More problematic is the licensing vehicle chosen by the RMOW. Potential purveyors of pot can line up for a temporary use permit (TUP). Good for three years, wannabe cannabis entrepreneurs are concerned about the renewal of their permit. With the cost of retail commercial space, the expense of fitting out a store, the challenges of finding staff, and the long list of other woes faced by retailers in town, not to mention the waning profitability of over-regulated cannabis stores, there is some reluctance to embrace a limited-run licence. 

And as if those hurdles weren’t enough, apparently cannabis retailing will be a poster child for the RMOW’s reconciliation efforts. In announcing the new cannabis strategy, his worship, Mayor Jack Crompton, said, “We have spent a lot of time looking into whether cannabis retail can be a part of fulfilling our Official Community Plan policy that asks the RMOW to explore opportunities to incorporate Squamish Nation and Lil’wat Nation-owned and operated businesses into the local business economy.
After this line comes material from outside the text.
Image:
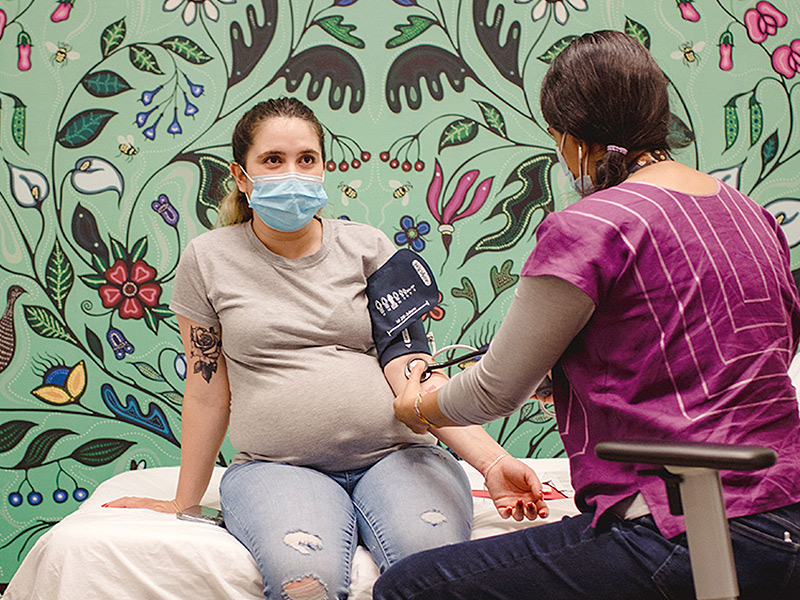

My hope and expectation is that anyone serious about applying to retail cannabis in Whistler, will look to the Lil’wat or Squamish as business partners.”

Hence my curiosity. Is this ‘expectation’ now a key component of Whistler’s overall retail landscape? Just cannabis? Cannabis plus...? Given those comments and the plan to batch all applications for pot TUPs and make the decisions all at once, it’s pretty clear those who fail to find appropriate business partners are likely to see their plans go up in smoke.

There’s a lot of reasons legal cannabis has failed to make significant in-roads into the black market. High prices, less potency and moralistic restrictions all conspire to keep the old supply chains busy. I’m not sure what hurdles social engineering might add to those barriers, but I guess we’ll see.